BLITHE SPIRIT | FILM REVIEW
Dir: Edward Hall (12A, 95 mins)
A reworking of Noël Coward’s famous play about a séance gone wrong, this has been adapted for the screen several times before. Originally performed on stage in 1941, it concerns the farcical goings on when spiritualist Madame Arcati – played here by Judi Dench – attempts to commune with the other side for Dan Stevens’ writer Charles Condomine. He’s suffering from writers’ block and impotence in the wake of a new marriage to Isla Fisher’s Ruth, still haunted by the memory of his first wife: glamorous film actress Elvira, played by Leslie Mann.

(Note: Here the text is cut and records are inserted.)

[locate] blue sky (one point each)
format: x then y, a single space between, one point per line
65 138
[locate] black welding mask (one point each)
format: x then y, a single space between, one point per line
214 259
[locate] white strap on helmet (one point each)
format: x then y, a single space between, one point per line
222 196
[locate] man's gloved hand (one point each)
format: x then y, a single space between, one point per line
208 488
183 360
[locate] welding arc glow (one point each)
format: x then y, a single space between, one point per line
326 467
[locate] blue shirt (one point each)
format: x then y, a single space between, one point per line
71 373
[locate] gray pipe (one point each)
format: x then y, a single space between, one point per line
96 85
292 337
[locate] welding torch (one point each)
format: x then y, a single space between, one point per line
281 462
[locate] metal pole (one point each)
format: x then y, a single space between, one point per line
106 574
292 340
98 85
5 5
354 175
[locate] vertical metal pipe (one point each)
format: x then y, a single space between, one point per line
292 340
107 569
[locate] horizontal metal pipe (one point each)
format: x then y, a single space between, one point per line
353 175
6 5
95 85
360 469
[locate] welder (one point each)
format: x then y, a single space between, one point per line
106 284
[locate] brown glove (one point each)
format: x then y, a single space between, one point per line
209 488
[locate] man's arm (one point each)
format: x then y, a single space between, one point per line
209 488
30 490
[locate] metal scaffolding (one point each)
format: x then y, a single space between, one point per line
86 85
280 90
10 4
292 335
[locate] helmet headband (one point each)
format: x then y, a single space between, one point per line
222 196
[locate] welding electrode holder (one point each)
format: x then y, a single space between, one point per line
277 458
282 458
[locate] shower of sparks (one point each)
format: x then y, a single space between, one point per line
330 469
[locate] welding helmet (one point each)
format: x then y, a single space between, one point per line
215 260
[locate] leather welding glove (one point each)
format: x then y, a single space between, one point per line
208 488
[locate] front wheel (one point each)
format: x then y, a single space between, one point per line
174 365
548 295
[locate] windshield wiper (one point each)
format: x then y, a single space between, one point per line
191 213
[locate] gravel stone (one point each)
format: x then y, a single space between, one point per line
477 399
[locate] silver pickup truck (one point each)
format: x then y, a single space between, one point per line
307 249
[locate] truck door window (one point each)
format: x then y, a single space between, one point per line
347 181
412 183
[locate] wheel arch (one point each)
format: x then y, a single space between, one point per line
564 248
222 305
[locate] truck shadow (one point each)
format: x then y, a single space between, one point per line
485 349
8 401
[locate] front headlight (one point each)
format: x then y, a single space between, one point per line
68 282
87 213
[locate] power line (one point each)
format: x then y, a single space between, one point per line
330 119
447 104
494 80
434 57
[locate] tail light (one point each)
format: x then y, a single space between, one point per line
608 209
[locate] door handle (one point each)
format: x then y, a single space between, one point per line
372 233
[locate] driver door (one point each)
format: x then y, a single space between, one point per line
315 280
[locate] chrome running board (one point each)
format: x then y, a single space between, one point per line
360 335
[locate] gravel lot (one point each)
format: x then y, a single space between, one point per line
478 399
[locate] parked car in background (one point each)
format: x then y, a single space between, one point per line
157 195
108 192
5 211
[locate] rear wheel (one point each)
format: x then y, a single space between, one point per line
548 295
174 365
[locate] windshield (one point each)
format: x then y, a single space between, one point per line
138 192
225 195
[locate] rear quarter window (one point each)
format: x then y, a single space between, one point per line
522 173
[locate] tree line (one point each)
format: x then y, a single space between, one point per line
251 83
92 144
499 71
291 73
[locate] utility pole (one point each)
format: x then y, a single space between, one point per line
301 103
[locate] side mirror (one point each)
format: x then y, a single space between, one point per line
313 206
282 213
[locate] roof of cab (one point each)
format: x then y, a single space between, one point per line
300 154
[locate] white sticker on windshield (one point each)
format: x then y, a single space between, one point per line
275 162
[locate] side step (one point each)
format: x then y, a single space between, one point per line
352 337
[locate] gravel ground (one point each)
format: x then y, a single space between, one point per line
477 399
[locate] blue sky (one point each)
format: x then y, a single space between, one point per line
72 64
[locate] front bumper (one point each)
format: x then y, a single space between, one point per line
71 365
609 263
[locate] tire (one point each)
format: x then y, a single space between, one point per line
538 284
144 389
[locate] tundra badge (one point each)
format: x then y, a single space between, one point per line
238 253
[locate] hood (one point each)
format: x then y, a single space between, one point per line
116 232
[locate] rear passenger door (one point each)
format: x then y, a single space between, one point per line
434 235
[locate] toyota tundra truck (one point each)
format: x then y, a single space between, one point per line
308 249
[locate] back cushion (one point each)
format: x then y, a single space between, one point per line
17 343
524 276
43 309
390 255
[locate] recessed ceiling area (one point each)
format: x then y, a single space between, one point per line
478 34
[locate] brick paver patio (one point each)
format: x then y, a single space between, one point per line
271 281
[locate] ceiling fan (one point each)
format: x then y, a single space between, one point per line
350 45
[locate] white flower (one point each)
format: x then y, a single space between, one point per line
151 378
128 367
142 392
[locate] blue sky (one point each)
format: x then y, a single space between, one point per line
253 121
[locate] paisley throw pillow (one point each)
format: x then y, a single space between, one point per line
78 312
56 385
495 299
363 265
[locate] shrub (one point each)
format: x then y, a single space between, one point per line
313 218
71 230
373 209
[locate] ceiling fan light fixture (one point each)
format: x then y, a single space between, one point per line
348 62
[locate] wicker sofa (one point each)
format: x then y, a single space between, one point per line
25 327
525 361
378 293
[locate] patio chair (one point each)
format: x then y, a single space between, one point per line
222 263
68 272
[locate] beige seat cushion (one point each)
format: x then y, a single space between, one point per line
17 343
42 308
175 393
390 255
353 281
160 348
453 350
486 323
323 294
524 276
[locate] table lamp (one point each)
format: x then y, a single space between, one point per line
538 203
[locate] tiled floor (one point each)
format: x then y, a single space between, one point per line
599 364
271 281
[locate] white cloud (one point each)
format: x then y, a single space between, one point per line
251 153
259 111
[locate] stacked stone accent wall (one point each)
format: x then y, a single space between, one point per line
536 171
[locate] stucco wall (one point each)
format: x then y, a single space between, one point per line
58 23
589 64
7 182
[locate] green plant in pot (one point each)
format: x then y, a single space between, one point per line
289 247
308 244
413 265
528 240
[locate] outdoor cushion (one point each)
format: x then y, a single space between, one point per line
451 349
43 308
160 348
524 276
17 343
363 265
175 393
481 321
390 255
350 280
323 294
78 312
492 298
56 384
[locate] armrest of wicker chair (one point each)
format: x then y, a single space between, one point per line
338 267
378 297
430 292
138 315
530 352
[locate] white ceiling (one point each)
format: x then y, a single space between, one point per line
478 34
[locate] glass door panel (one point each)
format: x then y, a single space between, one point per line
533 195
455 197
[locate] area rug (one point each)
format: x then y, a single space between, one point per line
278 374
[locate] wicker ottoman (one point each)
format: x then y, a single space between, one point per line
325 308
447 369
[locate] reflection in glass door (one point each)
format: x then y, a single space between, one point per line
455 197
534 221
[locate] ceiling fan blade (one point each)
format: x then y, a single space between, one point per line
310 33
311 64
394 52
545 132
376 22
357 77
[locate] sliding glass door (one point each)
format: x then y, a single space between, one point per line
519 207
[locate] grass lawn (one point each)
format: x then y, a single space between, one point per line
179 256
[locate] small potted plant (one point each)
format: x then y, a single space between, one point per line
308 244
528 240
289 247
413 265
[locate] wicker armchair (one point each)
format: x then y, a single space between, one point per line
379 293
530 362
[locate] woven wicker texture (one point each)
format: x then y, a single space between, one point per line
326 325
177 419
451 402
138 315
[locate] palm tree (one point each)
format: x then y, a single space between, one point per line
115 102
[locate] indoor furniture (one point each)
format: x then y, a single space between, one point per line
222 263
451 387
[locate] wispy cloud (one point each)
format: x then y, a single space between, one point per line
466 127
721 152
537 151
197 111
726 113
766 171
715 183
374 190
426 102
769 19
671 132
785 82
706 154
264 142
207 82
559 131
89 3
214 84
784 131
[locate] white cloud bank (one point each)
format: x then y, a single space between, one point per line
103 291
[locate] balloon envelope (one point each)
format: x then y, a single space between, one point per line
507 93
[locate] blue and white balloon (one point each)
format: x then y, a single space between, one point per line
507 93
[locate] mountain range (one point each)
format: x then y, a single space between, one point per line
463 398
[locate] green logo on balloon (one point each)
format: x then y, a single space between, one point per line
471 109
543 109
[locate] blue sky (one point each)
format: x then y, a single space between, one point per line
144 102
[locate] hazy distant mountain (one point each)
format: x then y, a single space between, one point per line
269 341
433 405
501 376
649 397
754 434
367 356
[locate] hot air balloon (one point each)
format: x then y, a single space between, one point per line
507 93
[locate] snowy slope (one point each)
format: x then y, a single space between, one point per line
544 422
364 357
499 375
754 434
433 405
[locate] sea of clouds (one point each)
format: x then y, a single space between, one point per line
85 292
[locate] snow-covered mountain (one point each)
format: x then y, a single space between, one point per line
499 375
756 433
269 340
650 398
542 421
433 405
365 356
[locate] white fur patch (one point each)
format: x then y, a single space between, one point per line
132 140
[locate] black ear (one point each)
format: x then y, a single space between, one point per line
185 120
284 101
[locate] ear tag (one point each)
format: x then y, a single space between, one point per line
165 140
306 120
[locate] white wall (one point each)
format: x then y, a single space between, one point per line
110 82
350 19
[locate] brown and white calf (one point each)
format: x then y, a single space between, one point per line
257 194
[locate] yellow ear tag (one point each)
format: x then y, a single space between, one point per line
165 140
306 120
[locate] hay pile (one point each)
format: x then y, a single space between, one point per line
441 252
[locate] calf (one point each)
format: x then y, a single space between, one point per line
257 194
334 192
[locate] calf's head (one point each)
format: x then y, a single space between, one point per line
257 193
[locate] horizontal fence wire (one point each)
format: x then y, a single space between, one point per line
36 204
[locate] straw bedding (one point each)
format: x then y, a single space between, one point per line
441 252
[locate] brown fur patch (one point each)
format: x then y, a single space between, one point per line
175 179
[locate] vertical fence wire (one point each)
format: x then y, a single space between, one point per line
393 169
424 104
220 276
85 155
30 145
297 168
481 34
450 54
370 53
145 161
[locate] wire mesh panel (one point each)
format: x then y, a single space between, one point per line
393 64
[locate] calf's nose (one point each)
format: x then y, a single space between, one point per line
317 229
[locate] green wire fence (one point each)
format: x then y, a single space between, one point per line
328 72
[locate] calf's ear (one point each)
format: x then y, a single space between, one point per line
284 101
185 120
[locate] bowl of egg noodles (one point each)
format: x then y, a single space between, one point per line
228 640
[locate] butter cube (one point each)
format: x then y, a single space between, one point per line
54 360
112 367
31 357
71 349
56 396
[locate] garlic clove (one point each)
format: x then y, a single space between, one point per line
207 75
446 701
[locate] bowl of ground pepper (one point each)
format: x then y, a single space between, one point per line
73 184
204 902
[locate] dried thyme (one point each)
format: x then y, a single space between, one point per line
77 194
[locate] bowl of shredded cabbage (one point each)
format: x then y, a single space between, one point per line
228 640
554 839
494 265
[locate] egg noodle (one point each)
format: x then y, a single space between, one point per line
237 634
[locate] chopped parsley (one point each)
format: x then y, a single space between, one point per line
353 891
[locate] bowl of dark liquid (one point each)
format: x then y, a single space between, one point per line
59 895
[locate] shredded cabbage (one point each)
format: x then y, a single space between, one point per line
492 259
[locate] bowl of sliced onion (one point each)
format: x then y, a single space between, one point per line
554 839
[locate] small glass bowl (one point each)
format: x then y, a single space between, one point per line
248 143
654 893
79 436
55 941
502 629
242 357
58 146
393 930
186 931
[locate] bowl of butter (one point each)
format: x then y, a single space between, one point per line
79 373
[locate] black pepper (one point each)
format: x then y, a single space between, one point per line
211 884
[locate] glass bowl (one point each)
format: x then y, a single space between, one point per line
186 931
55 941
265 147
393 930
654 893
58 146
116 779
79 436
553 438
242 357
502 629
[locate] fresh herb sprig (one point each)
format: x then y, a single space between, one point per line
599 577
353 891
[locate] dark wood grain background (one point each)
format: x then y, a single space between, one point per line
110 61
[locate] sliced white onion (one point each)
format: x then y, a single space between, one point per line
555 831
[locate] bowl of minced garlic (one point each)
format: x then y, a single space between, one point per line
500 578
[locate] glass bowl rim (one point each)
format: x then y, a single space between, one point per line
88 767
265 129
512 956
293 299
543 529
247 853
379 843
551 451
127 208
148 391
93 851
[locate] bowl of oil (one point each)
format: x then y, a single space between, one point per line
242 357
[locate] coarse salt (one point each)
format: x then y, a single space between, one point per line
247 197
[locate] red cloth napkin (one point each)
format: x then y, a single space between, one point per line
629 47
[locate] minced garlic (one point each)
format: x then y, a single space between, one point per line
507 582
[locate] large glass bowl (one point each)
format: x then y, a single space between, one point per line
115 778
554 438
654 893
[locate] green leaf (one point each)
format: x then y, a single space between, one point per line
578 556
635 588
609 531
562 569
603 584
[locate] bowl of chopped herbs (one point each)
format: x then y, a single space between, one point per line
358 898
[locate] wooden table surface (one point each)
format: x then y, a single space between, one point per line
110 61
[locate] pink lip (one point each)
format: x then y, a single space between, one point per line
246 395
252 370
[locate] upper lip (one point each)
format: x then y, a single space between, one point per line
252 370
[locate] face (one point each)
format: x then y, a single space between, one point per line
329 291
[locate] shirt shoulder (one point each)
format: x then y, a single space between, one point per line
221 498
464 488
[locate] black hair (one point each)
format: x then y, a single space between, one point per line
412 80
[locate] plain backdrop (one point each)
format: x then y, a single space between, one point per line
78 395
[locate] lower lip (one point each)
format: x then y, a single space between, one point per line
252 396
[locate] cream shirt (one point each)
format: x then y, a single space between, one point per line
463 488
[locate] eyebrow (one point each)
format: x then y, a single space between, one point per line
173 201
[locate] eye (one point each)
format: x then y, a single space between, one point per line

The séance is initially instigated to try and find a way into his Hollywood debut screenplay, funded by Fisher’s wealthy father (Simon Kunz). It only brings Elvira back from the other side, however, and she proceeds to torment her old husband as well as helping him with his screenplay, as it transpires that she was the real brains behind all his literary achievements.
Despite the best intentions of all involved, this is a rather joyless mess. Dench is muted as Arcati, an extravagant fake spiritualist with noble intentions to contact her own dearly departed but not above stage trickery to paying crowds. Her charlatanism is never clear, and the veracity of her beliefs are there to suit the screenplay when it pleases. Stevens and Fisher exude a screwball energy but have little in the way of actual jokes, and there’s a streak of misogyny that discomforts, despite a belated feminist agenda. Mann is forced to bounce between love for her husband, jealousy and vengeance with little or no reason and, the whole film feels quite leaden when it ought to be light on its feet.
A far from sparkling comedy, Blithe Spirit wastes its cast and source material with this ungainly and unnecessary retread.